Industry food really came from fast food demands. The kitchens of fast food brought the factory like atmosphere into the food preparations. They also needed food that tasted the same, looked the same, and was cheap. The demands from fast food, changed how things were grown and processed. They wanted few foods, but large amounts of them to sell to their customers.

"In the 1970's, the top 5 beef packers controlled only about 25% of the market. Today, the top 4 control more than 80% of the market."

Even if you're not a fast food person, the typical person is still eating food processed in this same way.

They are "building" the animals to fit what people want. Larger chicken breasts, faster growing animals, but what is sacrificed is the animals health and the workers who process them.

These processors are setting the standards for how they want their farmers to grow the meat.

"So much of our industrial food, turns out to be clever rearrangements of corn."

It costs more to grow corn, than it does to buy it, because of subsidies. Corn not only can be used directly for food (many times in very processed forms), but also fed to animals. Cattle, pork, chickens and even fish now are being fed corn.

"The average American is eating over 200 pounds of meat per person per year. And that wouldn't be possible had we not fed them this diet of cheap grain."

"Cows are not eat corn, they are eat grass. The only reason we feed them corn is because corn is really cheap and corn makes them fat quickly."

There is a link between corn fed animals and E. Coli.

"These regulatory agencies are being controlled by the very companies that they are supposed to be scrutinizing."

The bigger the processing plants, the larger the contamination problem.

FDA doesn't have the power it needs to shut down the plants that have the most contamination. By reintroducing "Kevin's Law" they could.

"If you take feed lot cattle off of their corn diet, give them grass for 5 days, they will shed 80% of the E.Coli in their gut."

Meat is being washed with ammonia to kill E. Coli.

Shopping for food becomes a dollar game, trying to get as much food for less money. The problem is that many cheap foods (heavily subsidized to stay cheap) are not as nutritious as the more nutrient dense foods, like vegetables.

Corn, soy, and wheat are commodity crops and are heavily subsidized.

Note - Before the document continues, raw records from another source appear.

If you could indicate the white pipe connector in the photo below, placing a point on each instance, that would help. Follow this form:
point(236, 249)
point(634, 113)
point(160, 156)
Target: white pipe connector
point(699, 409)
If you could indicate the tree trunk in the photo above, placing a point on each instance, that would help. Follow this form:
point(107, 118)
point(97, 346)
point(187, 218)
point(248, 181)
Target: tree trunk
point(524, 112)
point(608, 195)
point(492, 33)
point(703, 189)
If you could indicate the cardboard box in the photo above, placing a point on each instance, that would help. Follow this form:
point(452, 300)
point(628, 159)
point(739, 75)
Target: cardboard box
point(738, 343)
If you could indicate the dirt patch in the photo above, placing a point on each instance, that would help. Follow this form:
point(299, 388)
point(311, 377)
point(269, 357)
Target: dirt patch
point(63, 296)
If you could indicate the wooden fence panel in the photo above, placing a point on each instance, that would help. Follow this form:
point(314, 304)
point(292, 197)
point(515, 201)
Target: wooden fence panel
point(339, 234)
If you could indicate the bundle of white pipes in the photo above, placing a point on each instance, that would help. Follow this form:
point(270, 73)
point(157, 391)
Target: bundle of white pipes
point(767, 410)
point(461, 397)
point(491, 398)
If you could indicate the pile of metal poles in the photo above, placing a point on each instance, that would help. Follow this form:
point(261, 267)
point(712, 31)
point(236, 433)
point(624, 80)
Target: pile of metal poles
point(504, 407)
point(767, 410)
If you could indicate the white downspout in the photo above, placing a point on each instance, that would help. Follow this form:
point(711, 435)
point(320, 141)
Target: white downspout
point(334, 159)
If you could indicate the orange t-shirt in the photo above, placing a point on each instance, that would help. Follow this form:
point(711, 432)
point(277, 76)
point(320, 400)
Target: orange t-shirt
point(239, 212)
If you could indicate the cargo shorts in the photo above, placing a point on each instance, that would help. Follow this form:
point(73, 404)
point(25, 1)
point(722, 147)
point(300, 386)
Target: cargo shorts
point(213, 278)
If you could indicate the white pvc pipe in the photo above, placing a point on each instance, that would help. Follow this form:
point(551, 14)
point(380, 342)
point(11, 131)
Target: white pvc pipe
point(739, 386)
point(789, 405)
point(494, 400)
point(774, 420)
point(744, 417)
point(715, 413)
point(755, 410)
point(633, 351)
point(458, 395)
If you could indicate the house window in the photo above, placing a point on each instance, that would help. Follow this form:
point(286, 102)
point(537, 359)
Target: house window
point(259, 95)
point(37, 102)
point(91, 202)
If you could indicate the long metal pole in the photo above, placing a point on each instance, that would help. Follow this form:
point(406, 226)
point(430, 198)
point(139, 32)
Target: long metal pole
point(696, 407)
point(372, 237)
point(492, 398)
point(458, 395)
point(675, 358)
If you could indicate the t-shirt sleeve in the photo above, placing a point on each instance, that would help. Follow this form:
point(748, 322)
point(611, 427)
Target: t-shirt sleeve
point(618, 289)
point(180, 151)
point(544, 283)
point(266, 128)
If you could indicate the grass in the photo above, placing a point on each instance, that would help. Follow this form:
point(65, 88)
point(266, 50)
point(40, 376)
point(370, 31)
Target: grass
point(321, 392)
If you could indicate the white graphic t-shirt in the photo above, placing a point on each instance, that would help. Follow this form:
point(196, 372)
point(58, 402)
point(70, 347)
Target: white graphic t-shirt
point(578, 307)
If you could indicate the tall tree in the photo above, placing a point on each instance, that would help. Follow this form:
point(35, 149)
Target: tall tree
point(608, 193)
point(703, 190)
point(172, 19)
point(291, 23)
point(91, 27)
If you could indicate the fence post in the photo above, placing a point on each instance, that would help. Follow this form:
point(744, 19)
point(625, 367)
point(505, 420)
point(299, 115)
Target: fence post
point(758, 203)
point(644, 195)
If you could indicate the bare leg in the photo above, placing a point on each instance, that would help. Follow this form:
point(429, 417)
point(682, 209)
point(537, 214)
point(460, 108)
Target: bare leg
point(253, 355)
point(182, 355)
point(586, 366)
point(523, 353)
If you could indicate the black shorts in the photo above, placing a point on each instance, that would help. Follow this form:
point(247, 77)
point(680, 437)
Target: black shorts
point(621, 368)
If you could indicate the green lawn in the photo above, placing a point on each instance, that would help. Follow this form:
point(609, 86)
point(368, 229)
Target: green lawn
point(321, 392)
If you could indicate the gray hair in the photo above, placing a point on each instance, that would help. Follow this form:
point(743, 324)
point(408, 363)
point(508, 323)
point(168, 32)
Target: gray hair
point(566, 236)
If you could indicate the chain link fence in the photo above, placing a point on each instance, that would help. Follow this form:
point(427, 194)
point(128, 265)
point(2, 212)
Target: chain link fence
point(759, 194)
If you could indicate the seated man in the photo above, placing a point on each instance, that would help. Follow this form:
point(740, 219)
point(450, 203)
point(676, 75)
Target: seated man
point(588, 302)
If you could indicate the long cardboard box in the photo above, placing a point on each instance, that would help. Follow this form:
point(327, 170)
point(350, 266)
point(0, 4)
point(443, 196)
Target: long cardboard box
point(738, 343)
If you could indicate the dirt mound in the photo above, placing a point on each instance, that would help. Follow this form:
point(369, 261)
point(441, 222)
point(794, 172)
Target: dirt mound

"One in three Americans born after 2000 will contract early onset diabetes. Among minorities, the rate will be 1 in 2."

"IN 1996, when Monsanto began selling Roundup Ready soybeans, only 2% of soybeans in the U.S. contained their patented gene. By 2008, over 90% of soybeans in the U.S. contained Monsanto's patented gene."

"...70% of processed foods in the supermarket has some genetically modified ingredient."

"The irony is that the average consumer does not feel very powerful. They think that they are the recipients of whatever industry has put out there for them to consume. Trust me it's the exact opposite."

"To eat well in this country costs more, than to eat badly."

You vote with your food dollars every day.

Buy foods in season. Buy local. Plant a garden.

Buy organic. Buy gmo free. Read labels.

Cook at home and eat together.

If you get the DVD to watch, make sure you watch the deleted scenes and other special features. There is good information in there as well. There is so much I didn't touch on at all. All worth seeing once to decide for yourself.

1 comment:

Steve said...

Kristen and I watched Food INC this past week. It is disgusting what these major companies do to our food supply. What an eye opener. It is also disgraceful that our govt agancies do to the farmers across the country.